Chercher du matériau, toujours, tout le temps, dans les ressentis, les curiosités, les colères, les chagrins, les joies. Se laisser ouvert pour que cela arrive, partout, n’importe quand, même – et surtout – quand ce n’est pas prévu : dans un dîner ennuyeux, sur un quai de gare, dans le métro bondé, dans la morosité d’un dimanche après-midi pluvieux. Indiscipline, vous dis-je…
Au-delà de ce que je viens de décrire, la radio, les films, les lectures sont des puissants outils d‘inspiration. Parfois un titre, une idée, une phrase, les mots des autres. Même une simple évocation, en passant, comme une réplique dans un film, un bout d’article, quelques phrases dans un roman. Comme par exemple cet extrait dans Le tort du soldat de Erri De Luca :
« (…) Dans leurs actions, les militaires imposaient aux prisonniers de regarder à terre, il était interdit de regarder en face le soldat allemand. Mais la voix, ils devaient l’entendre. Ils pouvaient s’en souvenir.

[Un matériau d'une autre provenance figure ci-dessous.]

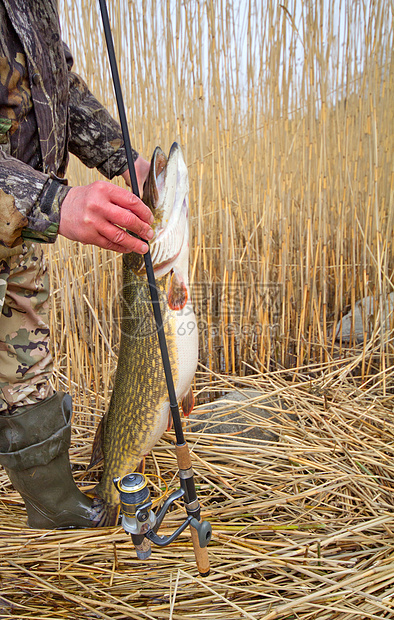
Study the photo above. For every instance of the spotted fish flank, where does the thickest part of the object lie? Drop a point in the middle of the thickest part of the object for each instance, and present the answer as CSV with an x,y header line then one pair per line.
x,y
139,409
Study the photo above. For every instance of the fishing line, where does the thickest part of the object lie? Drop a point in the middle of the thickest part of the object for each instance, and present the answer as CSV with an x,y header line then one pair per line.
x,y
131,486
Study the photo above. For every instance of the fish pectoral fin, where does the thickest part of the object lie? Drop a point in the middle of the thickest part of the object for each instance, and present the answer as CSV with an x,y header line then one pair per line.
x,y
187,403
97,456
169,423
177,292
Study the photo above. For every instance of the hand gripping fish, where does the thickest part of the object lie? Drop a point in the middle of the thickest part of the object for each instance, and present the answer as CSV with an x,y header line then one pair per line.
x,y
138,413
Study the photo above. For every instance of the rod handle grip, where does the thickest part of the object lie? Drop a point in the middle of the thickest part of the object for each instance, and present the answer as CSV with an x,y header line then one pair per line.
x,y
201,553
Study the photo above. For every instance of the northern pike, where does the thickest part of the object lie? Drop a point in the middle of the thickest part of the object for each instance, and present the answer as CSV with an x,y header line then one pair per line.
x,y
139,412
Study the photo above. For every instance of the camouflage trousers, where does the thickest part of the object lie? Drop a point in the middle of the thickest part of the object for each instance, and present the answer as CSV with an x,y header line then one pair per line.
x,y
25,359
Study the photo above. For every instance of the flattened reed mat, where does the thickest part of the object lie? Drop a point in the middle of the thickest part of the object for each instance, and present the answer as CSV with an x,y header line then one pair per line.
x,y
303,526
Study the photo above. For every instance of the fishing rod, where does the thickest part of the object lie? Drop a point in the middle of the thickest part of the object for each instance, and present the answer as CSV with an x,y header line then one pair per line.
x,y
138,519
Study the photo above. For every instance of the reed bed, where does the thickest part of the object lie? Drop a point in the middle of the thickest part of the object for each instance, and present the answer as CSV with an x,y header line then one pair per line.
x,y
303,527
285,115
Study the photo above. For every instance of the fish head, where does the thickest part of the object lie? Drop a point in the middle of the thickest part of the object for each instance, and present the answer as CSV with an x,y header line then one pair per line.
x,y
166,191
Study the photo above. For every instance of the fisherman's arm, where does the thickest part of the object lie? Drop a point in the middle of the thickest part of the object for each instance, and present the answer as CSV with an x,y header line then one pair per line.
x,y
29,203
95,137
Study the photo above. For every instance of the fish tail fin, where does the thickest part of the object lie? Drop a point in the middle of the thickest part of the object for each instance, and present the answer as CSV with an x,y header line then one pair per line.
x,y
105,514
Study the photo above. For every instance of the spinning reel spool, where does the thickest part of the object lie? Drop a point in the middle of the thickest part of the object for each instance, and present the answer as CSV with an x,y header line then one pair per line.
x,y
139,520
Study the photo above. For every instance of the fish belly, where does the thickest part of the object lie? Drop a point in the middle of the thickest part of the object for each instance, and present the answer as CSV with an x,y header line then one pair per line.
x,y
139,409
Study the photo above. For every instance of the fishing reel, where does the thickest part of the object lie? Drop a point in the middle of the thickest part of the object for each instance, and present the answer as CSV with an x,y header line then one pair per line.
x,y
139,520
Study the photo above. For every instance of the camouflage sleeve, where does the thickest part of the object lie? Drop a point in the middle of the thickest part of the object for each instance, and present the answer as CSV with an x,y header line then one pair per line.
x,y
29,203
95,137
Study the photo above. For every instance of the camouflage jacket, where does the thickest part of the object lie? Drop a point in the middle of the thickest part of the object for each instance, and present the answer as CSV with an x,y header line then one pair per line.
x,y
46,111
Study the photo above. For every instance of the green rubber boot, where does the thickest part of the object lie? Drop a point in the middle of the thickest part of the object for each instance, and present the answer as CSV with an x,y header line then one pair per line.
x,y
34,452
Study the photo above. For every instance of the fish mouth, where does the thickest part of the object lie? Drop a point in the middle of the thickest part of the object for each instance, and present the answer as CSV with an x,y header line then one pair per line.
x,y
166,193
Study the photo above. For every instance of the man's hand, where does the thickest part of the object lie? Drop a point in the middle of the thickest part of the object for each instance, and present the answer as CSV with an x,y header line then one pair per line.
x,y
98,213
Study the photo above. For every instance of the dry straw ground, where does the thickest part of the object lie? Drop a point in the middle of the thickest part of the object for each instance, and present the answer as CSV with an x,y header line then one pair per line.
x,y
285,116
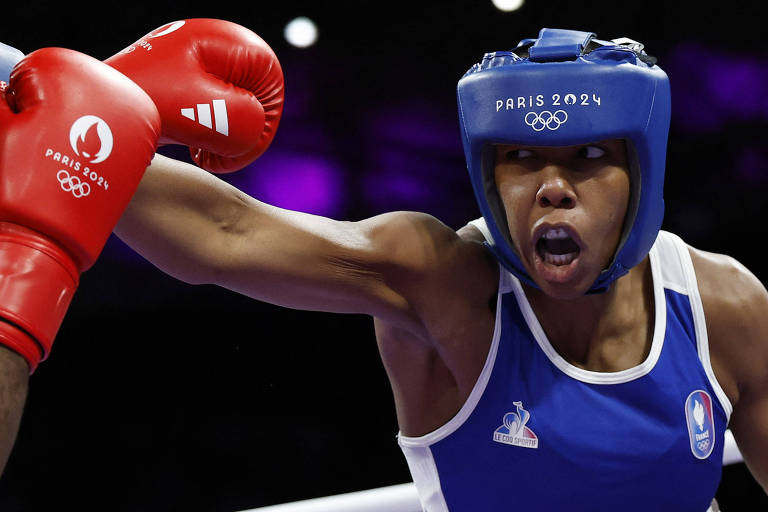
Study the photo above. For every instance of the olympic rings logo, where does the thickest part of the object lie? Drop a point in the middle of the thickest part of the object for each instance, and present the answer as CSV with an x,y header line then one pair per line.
x,y
73,184
546,120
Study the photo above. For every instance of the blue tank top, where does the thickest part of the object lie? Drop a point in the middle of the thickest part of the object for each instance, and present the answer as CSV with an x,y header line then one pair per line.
x,y
539,434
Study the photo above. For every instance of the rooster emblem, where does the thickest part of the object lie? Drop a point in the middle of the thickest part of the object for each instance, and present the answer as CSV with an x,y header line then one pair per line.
x,y
698,414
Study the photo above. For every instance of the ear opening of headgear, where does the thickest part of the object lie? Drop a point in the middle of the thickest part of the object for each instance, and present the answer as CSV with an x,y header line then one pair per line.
x,y
568,88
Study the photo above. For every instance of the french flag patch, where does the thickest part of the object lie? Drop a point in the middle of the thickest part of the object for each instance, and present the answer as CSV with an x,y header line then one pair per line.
x,y
701,423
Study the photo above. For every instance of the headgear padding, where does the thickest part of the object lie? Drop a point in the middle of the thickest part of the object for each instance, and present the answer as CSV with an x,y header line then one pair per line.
x,y
568,88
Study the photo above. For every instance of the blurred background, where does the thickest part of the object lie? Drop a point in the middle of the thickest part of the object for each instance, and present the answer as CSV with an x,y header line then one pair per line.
x,y
165,396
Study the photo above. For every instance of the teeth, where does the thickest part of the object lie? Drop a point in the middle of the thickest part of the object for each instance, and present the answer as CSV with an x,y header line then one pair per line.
x,y
559,259
555,234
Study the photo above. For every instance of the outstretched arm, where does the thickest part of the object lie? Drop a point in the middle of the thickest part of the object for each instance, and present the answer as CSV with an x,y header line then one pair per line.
x,y
199,229
14,378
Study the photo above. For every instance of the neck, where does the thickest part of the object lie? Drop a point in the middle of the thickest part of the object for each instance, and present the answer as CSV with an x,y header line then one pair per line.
x,y
610,331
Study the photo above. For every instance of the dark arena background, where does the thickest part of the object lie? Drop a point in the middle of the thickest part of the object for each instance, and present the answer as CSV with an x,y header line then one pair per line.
x,y
162,396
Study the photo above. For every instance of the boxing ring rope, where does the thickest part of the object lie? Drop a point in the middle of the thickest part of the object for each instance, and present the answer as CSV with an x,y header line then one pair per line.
x,y
403,497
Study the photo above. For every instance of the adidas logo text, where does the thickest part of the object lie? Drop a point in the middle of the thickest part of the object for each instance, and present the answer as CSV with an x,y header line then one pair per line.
x,y
205,118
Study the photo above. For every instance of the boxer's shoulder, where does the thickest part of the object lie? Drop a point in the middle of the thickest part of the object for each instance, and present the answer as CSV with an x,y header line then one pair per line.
x,y
735,306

On sait bien que dans certains cas on a pu reconnaître une personne à sa voix. L’ouïe plus que la vue est inexorable dans la certitude. Mon père prenait la précaution de parler d’une voix éteinte, sans timbre, dans les lieux publics. (…) »
Je ne sais pas encore comment j’utiliserai, à l’avenir, ce que je découvre ici sur la mémoire des voix mais l’idée m’habite, fait son chemin et reviendra un jour, je le sais, au bout de mes doigts sur le clavier.
Face à un paysage, ce n’est pas ce qu’on voit qui fait inspiration, c’est ce qu’on ressent.